Submitted by NaturalGradient t3_10lot3v in MachineLearning

Find the release notes here:

https://github.com/nnaisense/evotorch/releases/tag/v0.4.0

A big highlight is how fast these implementations are! I genuinely believe GPU-acceleration is the future of Evolutionary algorithms, and EvoTorch and its integration into the PyTorch ecosystem is a fantastic enabler for this.

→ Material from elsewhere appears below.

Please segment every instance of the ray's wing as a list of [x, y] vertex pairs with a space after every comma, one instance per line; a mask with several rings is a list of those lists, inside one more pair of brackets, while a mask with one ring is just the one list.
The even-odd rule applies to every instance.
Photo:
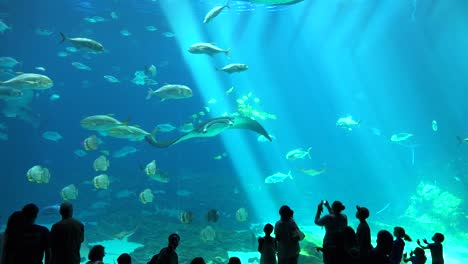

To demonstrate the raw speed provided by the new release, I compared EvoTorch's CMA-ES implementation to that provided by the popular pycma package on the 80-dimensional Rastrigin problem and tracked the run-time:

Performance was measured over 50 runs on the 80-dimensional Rastrigin problem

The crazy thing to note is that when we switch to GPU (Tesla V100), we can efficiently run CMA-ES with population sizes going into 100k+!

153

Comments

You must log in or register to comment.

ML4Bratwurst t1_j5z42ky wrote

Call me picky, but I would not use a ML library that is not GPU accelerated. This should be default

−12

lucidraisin t1_j5z7z6g wrote

CMA-ES! definitely playing around with this, thank you!

6

fernandocamargoti t1_j5zs45e wrote

They not about learning from data, they are about optimization. They are from the broader AI field of study, but I wouldn't say they are ML. They serve a different purpose. Even though there are some research about using them to optimize models (instead of using gradient descent), but it's not their main use case.

−7

ReginaldIII t1_j5zv9gz wrote

Thats such a tenuous distinction and you're wrong anyway because you can pose any learning from data problem as a generic optimization problem.

They're very useful when your loss function is not differentiable but you still want to fit a model to input+output data pairs.

They're also useful when your model parameters have domain specific meaning and you can derive rules for how two parameter sets can be meaningfully combined with one another

Decision trees and random forests are ML too. What you probably mean is Deep Learning. But even that has a fuzzy boundary to surrounding methods.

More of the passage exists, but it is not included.